When it comes to financial health most Americans are not doing well. The annual U.S. Financial Health Pulse was released today and it shows that only 29% of people are financially healthy. Meaning these people are spending, saving, borrowing, and planning in a way that will allow them to be resilient and pursue opportunities over time.
The U.S. Financial Health Pulse, in its second year, is led by the Financial Health Network (formerly CFSI) in partnership with Flourish, MetLife Foundation, and AARP. The Pulse report scores survey respondents against eight indicators of financial health — spending, bill payment, short-term and long-term savings, debt load, credit score, insurance coverage, and planning — to assess whether they are “financially healthy,” “financially coping,” or “financially vulnerable”. The survey was conducted between April and June this year.
Here are some key findings from the report:
- 29% of Americans are financially healthy, up just 1% from 2018.
- People are saving less:
- 12.0% of people say they have less than one week of living expenses saved in 2019, up 1.4% from 2018.
- 55% of people aged 26-49 say they do not have enough savings to cover three months of living expenses in 2019, an increase of 4.8%.
- People are paying their bills:
- 66.1% of Americans say they can pay all of their bills on time in 2019, up 2.2% from a year earlier.
- People with household incomes less than $30,000 are reporting a better ability to pay their bills on time and manage their debt, up 5.3% and 4.9% respectively.
- Women are experiencing significant shifts in stability and stress:
- 51.2% of women say they do not have enough liquid savings to cover three months of living expenses in 2019, an increase of 2.6%
- 20.1% of women say their finances cause them a high amount of stress, compared to 13.2% of men.
- Middle income people are showing signs of vulnerability:
- 19.7% of people with household incomes from $30,000 to $59,999 said they spent more than their income in the 12 months prior to the 2019 survey, up 4.1% from 2018
- People with household incomes from $60,000 to $99,999 experienced a similar increase.
The Pulse was also able to compare the same individuals year over year and found that millions of Americans experienced significant swings in their financial health from 2018 to 2019. The median FinHealth score (a score based on the eight indicators mentioned above) change was 7.5 points but one in five people saw their FinHealth Scores increase or decrease by 15 points or more.
Jennifer Tescher, the founder and CEO of the Financial Health Network had this to say about the second Pulse report:
Financial health is fluid. Measuring year-to-year change can give us perspective on what types of factors influence financial health over time, while seeing nuanced data can give us critical insight into how people are faring beyond the aggregate. Identifying areas where Americans are struggling can help stakeholders such as policymakers, employers and insurers hone in on ways to help these groups create more financial resilience.
My Take
As I have said many times the real promise of fintech is to make a positive difference in the lives of everyone.

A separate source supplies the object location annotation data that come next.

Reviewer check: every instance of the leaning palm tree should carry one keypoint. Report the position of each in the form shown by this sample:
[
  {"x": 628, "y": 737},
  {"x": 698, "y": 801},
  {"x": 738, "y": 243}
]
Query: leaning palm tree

We are still a long way away from delivering on that promise. But the Financial Health Pulse is a unique window into how we, as a nation, are doing. While it is not all bad news, clearly there are segments of the population that continue to struggle.
We need to build better tools that help people manage their debt as well as build emergency savings. These are the two areas that will make the most difference. While many fintech companies are addressing these areas and are helping millions of people clearly there is much more work to be done here.
I hope that within five years we will see some real changes in these numbers, in some part the result of the work being done in fintech today.